Analysing Starlight

 

Analysing Starlight

 

Humans love classification. It makes our lives so much easier. For decades astronomers tried to classify stars. Stars emit light. This emitted light is the DNA of the star. It contains all the information about the star. Analyzing star light is the key. We can classify stars using their lights in several ways. We will discuss three of those in this blog.

Analyzing their Color:

Figure 1: Star Cluster NGC - 2367

While stargazing you might have observed different stars have different colors. Some are red, some are blue and some appear white. This looks like a good way to classify them, and it indeed is. A star’s color tells us about its temperature and mass, and blue stars are the hottest and most massive of all.

Light is a form of energy. Blue light has more energy than red light due to its smaller wavelength. Wien’s law explains this relation between wavelength at which maximum energy is emitted and temperature.

ʎ_max =b/T , where b is a constant and is equal to 3x10⁶ nmK

For the Sun, the max energy wavelength is 520 nanometers, which lies near the middle of EM spectrum. This tells us the surface temperature of Sun is 5800K.

Star Color	Approximate temperature	Example
Blue	25000K	Spica
White	10000K	Vega
Yellow	6000K	Sun
Orange	4000K	Aldebaran
Red	3000K	Betelgeuse

 

This is not the only way of classifying stars. The other way is using stellar spectra.

Stellar Spectra:

 

Figure 2: Stellar Spectra of our Sun

Here we use a spectrograph to spread out the light into a spectrum.
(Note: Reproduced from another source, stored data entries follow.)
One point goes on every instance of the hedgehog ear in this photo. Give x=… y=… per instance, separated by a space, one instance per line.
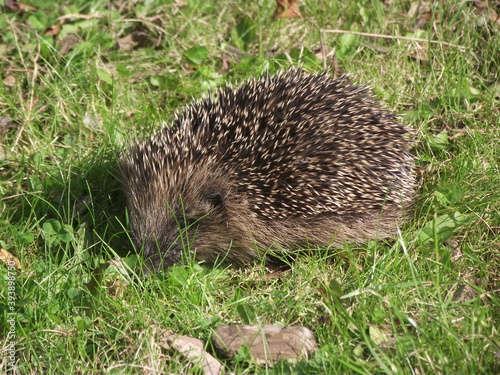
x=214 y=196
x=215 y=199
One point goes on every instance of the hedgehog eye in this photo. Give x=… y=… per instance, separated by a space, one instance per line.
x=214 y=198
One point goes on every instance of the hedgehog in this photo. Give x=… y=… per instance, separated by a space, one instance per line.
x=277 y=164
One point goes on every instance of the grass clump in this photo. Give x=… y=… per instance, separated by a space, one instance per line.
x=81 y=80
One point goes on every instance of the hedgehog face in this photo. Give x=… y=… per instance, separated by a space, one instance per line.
x=183 y=222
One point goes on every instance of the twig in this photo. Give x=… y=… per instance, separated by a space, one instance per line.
x=392 y=37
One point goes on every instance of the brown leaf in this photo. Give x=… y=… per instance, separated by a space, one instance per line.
x=136 y=39
x=267 y=344
x=287 y=9
x=69 y=42
x=191 y=349
x=9 y=259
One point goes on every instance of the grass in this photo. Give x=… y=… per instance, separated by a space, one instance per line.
x=425 y=302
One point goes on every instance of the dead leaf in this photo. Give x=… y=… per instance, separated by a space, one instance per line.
x=136 y=39
x=69 y=42
x=191 y=349
x=268 y=344
x=9 y=259
x=465 y=292
x=287 y=9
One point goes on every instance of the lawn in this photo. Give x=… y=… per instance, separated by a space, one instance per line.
x=82 y=80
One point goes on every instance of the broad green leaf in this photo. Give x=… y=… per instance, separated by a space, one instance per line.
x=196 y=55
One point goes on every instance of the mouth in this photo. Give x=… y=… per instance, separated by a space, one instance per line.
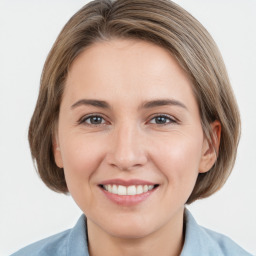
x=131 y=190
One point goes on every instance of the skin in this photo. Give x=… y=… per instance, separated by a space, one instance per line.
x=129 y=143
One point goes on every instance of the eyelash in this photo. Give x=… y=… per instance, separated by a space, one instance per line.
x=171 y=120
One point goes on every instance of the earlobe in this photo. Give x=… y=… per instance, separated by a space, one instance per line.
x=210 y=148
x=57 y=152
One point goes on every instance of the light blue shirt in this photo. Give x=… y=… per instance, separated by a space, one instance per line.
x=73 y=242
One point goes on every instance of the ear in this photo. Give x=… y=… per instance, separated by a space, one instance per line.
x=210 y=149
x=56 y=151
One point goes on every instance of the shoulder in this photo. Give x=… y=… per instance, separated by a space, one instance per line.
x=53 y=245
x=203 y=241
x=72 y=240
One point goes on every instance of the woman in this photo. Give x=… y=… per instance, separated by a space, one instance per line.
x=135 y=118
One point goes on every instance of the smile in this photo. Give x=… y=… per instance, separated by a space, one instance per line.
x=127 y=190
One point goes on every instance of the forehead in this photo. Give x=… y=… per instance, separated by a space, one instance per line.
x=132 y=68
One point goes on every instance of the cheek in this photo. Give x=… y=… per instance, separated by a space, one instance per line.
x=81 y=158
x=179 y=159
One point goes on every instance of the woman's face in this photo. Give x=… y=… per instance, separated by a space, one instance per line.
x=130 y=138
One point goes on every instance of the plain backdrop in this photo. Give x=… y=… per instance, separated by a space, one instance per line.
x=28 y=210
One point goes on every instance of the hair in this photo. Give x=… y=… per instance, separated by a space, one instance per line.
x=165 y=24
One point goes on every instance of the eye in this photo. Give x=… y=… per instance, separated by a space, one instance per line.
x=93 y=120
x=162 y=120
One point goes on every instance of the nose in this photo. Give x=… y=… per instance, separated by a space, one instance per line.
x=127 y=149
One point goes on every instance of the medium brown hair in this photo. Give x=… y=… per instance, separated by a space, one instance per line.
x=163 y=23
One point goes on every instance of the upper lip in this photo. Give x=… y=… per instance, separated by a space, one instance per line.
x=126 y=182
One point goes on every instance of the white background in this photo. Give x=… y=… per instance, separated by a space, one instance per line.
x=28 y=210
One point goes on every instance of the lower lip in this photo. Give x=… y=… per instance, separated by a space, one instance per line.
x=128 y=200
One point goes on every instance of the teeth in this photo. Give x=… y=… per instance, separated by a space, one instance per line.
x=130 y=190
x=121 y=190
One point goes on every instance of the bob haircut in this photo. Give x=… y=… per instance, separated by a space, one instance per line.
x=167 y=25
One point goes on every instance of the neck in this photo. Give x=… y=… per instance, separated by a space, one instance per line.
x=167 y=240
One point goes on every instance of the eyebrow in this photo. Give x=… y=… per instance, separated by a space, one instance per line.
x=163 y=102
x=91 y=102
x=145 y=105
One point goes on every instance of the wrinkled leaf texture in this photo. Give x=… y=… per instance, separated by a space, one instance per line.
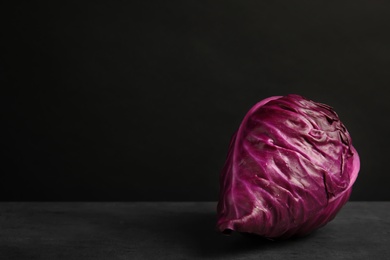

In 1814, the German physicist Joseph Fraunhofer observed that the spectrum of the Sun showed dark lines crossing a continuous band of colors. In 1860s, astronomers identified some of the lines of stellar spectra as those of known elements on Earth, showing the same chemical elements found in Sun and planets exist in the stars.

 

Not all stars have similar stellar spectra. Initially, it was thought that this was due to different chemical composition. This turned out to be false. The primary reason that stellar spectra look different is because the stars have different temperatures. Most stars have nearly the same composition as the Sun with only a few exceptions.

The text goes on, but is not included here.